The EU must show that Brexit has been “damaging” to the UK, the French prime minister has told Brussels in a letter asking for tougher actions over the Channel fishing dispute.
Jean Castex wrote to European Commission president Ursula Von der Leyen on Thursday, laying out a number of reasons with EU should act against Britain over the limited granting of licenses for French fishermen to operate in British waters after Brexit.
He said that the EU had to make clear that “leaving the union is more damaging than remaining in it”.
Paris has threatened to ramp up checks on British boats, prevent them from docking in French ports, slow down customs arraignments in Calais and increase tariffs on energy bills in Jersey unless French fishermen are handed more licenses to fish around Jersey and Guernsey.
A translation of Castex’s letter says: “The uncooperative attitude of the United Kingdom today risks not only causing great harm to fishermen, mainly French, but also for the [European] union, in that it sets a precedent for the future and challenges our credibility and our ability to assert our rights with regard to international commitments signed by the union.

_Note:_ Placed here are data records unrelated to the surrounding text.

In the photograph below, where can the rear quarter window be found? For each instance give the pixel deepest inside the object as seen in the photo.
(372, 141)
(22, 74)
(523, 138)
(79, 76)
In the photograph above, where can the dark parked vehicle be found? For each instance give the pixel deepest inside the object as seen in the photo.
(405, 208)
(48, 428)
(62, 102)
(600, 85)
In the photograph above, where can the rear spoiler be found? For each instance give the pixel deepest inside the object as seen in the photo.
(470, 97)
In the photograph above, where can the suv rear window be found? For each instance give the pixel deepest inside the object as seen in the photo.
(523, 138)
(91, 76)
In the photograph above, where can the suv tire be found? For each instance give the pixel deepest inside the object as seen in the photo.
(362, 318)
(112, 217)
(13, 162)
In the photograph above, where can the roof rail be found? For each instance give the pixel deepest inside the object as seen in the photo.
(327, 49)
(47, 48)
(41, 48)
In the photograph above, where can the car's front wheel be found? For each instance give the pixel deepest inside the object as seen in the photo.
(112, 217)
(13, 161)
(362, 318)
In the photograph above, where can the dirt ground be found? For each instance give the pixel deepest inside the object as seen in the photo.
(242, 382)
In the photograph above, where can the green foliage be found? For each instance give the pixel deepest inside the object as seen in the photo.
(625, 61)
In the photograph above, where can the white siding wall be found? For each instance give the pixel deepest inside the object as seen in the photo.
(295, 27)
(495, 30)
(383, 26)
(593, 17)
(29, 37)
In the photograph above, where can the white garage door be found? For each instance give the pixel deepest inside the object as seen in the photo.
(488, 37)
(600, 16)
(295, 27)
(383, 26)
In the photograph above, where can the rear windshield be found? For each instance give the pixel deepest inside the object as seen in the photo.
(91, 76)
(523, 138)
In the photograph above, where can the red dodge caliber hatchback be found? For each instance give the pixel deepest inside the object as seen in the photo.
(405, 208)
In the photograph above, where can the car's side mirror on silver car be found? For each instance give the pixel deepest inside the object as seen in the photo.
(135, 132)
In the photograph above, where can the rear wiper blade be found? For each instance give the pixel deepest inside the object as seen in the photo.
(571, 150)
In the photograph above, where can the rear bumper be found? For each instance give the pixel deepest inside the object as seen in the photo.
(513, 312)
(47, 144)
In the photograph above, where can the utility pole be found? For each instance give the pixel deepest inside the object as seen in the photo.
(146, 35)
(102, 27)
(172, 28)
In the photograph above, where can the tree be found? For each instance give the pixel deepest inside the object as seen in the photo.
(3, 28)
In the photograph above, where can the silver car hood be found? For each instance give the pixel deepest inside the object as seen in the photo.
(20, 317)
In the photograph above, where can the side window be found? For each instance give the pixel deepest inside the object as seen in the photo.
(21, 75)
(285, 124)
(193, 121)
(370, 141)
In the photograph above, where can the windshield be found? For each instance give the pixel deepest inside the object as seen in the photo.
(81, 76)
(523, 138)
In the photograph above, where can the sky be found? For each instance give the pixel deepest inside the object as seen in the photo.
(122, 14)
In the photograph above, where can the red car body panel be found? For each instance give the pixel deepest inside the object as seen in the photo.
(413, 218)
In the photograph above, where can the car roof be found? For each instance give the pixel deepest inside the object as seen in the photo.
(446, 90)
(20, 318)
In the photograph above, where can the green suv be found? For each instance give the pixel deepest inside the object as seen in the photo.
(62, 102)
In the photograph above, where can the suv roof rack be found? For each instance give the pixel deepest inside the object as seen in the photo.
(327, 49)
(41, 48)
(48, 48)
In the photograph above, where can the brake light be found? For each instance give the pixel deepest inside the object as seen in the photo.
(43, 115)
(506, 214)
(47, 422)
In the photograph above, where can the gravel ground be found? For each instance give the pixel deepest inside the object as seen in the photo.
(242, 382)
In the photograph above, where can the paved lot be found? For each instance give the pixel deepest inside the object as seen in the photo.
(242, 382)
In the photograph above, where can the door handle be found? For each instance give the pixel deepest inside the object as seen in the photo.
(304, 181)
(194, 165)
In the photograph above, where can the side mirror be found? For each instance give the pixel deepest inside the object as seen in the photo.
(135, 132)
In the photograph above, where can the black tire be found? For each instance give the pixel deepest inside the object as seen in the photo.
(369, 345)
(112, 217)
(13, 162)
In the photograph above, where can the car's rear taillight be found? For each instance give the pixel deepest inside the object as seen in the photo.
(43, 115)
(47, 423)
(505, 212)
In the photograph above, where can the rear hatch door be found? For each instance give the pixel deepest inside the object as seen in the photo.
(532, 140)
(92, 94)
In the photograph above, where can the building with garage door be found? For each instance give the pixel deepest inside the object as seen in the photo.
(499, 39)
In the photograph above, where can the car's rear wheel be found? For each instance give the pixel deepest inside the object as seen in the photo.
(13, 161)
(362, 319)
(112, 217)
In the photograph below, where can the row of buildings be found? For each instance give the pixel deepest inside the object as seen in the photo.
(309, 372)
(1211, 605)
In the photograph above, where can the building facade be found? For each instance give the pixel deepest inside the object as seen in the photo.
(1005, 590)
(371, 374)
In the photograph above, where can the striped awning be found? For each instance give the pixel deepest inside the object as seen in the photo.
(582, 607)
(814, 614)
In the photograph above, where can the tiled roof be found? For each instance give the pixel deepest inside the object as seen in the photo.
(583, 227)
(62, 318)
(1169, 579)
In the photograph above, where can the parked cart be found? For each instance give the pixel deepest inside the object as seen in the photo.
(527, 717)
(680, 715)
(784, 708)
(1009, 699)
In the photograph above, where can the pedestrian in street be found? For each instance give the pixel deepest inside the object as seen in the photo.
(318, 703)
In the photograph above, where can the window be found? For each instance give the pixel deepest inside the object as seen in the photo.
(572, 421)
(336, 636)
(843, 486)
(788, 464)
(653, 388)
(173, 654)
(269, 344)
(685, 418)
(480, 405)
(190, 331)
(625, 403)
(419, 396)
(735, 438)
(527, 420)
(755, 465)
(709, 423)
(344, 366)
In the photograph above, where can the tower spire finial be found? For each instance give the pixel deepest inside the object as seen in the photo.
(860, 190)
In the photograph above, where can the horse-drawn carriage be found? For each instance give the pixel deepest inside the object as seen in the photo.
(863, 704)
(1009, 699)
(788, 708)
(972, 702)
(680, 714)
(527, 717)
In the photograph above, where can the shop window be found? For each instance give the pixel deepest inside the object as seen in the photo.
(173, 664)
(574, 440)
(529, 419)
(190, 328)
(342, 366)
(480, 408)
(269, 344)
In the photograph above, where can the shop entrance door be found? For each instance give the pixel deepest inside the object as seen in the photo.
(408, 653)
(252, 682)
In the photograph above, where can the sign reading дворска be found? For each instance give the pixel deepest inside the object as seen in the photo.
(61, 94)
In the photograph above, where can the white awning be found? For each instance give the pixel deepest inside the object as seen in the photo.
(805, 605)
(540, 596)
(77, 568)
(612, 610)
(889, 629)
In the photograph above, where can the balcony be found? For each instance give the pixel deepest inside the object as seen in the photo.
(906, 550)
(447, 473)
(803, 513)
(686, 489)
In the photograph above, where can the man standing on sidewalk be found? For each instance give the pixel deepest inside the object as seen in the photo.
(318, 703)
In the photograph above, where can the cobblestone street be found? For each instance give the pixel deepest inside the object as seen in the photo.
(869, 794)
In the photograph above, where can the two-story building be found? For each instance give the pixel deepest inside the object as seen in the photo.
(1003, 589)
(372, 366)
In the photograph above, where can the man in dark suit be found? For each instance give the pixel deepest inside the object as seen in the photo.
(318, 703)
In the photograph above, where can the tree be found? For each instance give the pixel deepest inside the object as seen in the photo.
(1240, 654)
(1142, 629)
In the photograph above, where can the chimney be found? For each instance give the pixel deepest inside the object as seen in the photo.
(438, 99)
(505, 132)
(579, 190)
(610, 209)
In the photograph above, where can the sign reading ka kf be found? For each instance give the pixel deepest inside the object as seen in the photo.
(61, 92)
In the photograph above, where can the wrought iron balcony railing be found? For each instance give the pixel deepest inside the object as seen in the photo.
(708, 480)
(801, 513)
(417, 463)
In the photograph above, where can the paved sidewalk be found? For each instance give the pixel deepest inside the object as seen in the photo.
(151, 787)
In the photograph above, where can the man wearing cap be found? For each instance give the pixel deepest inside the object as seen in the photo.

“It therefore seems necessary for the European Union to show its total determination to obtain full respect for the agreement by the United Kingdom and to assert its rights by using the levers at its disposal in a firm, united and proportionate manner.
“It is essential to clearly show to European public opinion that respect for subscribed engagement is non-negotiable and that there is more damage in leaving the union than in remaining there.”
The French prime minister continued in his letter: “If no satisfactory solution is found in this context, the European Union will have to apply Article 506 of the Trade and Cooperation Agreement and take corrective measures, in a manner proportionate to the economic and social damage resulting from the breaches.”
He suggested to Von der Leyen that they could impose “customs duties on certain fishery products” as punishment.
‘Credibility at stake’
And French president Emmanuel Macron has appeared to suggest the UK has not kept its Brexit pledges as a row over fishing rights intensified.
The UK has said it could retaliate if France carries out its hardline stance.
In an interview with the Financial Times, French leader Macron said the UK’s “credibility” was at stake over the dispute in what will be seen as a reference to the handling of post-Brexit fishing licences.
He told the newspaper: “When you spend years negotiating a treaty and then a few months later you do the opposite of what was decided on the aspects that suit you the least, it is not a big sign of your credibility.”